Its advantage is that

  • it is not bound to a specific purpose by the GDPR (it is, therefore, applicable to different situations),
  • provides a more stable legal basis for processing than consent, which can be revoked at any time by the data subject (of course, there is a possibility to object even in the case of legitimate interests, but objection must be justified),
  • it makes you think about the risks of your processing for the data subjects and take security measures (thus fulfilling the requirement of “privacy by default” or “privacy by design”) or it makes you decide that you are required to carry out a data protection impact assessment (DPIA),
  • its proper use allows you to avoid so-called “consent fatigue” and bombarding individuals with consent requests.

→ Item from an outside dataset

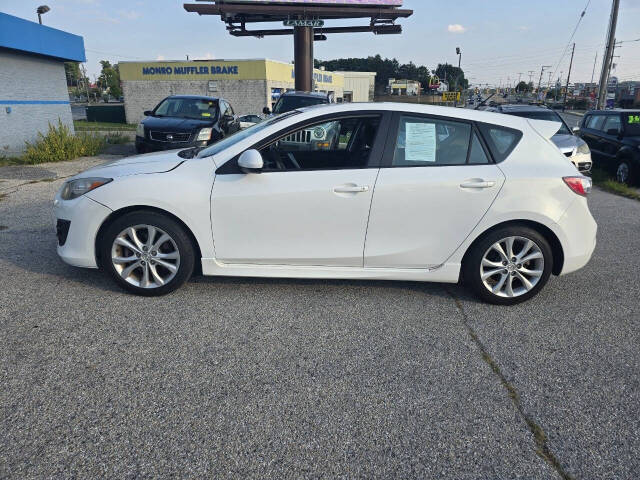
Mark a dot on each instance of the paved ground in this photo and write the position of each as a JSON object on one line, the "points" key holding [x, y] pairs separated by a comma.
{"points": [[246, 378]]}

However, you cannot automatically assume that you can use this legal basis at any time.

First of all, it must be emphasized that processing must be necessary. If you can achieve the same result in another less intrusive way, legitimate interests will not apply. If you are a public authority, you cannot rely on legitimate interests in the performance of your tasks.

Legitimate interests are most likely to be an appropriate legal basis in cases where you use the data in ways that people could reasonably expect and which have minimal privacy impact, or if you demonstrate that the processing has a significant advantage, benefit or importance. Legitimate interests may be your own interests or the interests of third parties (e.g. business interests, individual interests or wider social benefits).

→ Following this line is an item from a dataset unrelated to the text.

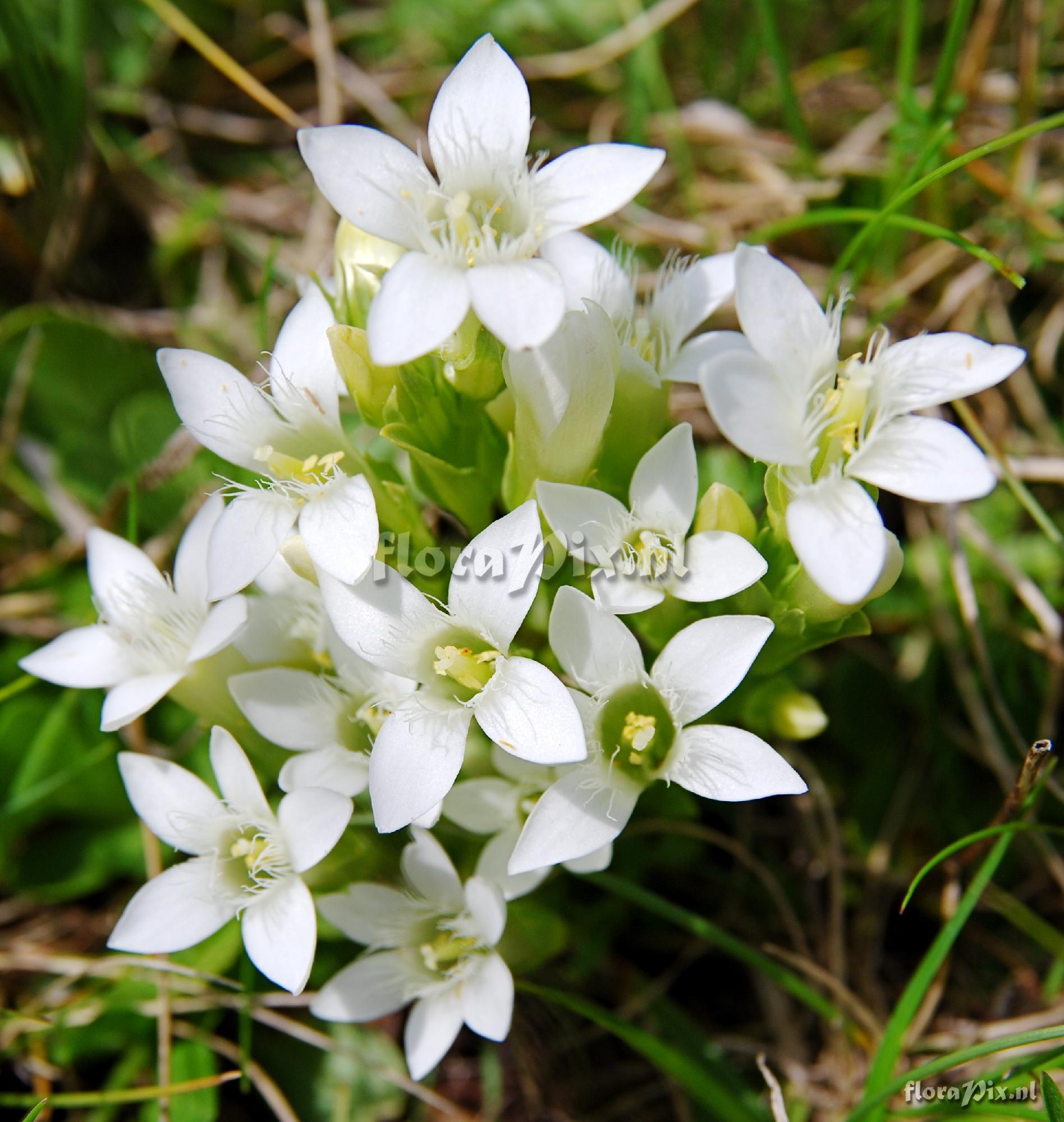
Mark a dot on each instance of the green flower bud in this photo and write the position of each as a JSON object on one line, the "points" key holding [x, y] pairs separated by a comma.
{"points": [[724, 509], [370, 385]]}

 On the contrary, you should avoid using this legal basis in cases where you intend to use the data in a way that people do not understand or would not reasonably expect, or if you would expect to receive objections to processing. You should not use this basis also in cases where the processing could cause harm to the data subjects and you are not sure whether there is a compelling reason to continue processing that justifies such harm. Legitimate interests are also disqualified if the processing would be contrary to legal or ethical standards or if you do not have a clearly defined purpose for the processing (e.g. you only store the data in case you might need it in the future). Legitimate interests will also not be an appropriate legal basis if you are not sure whether the rights and interests of individuals outweigh your legitimate interests, or if there is another, more appropriate legal basis for processing.

 If you choose to rely on legitimate interests, you are responsible that the rights and interests of the individuals involved will be properly considered and protected, and you must be prepared for the amount of work to be done before processing begins.

Before starting processing, you must perform a so-called legitimate interest test, which has three parts. You can learn more about this test in our article How to process personal data correctly based on “legitimate interest”.

You must keep records of the assessment of your legitimate interest to help you demonstrate the compliance of your practices with the GDPR. You must include information about your legitimate interests in your information addressed to data subjects or in the privacy policy.

It is important to note that although the GDPR directly mentions some processing operations, which could be considered as performed in the legitimate interests (e.g. direct marketing, intra-group transfers, etc.), even this demonstrative enumeration does not relieve the controller from the obligation to carry out a test of legitimate interest and to duly inform the data subjects.

This article is for general and informational purposes only, and the conclusions, opinions or recommendations presented herein may not apply to a specific situation. The article does not constitute legal advice or replace it. When solving a specific problem or situation, we always recommend consulting a lawyer.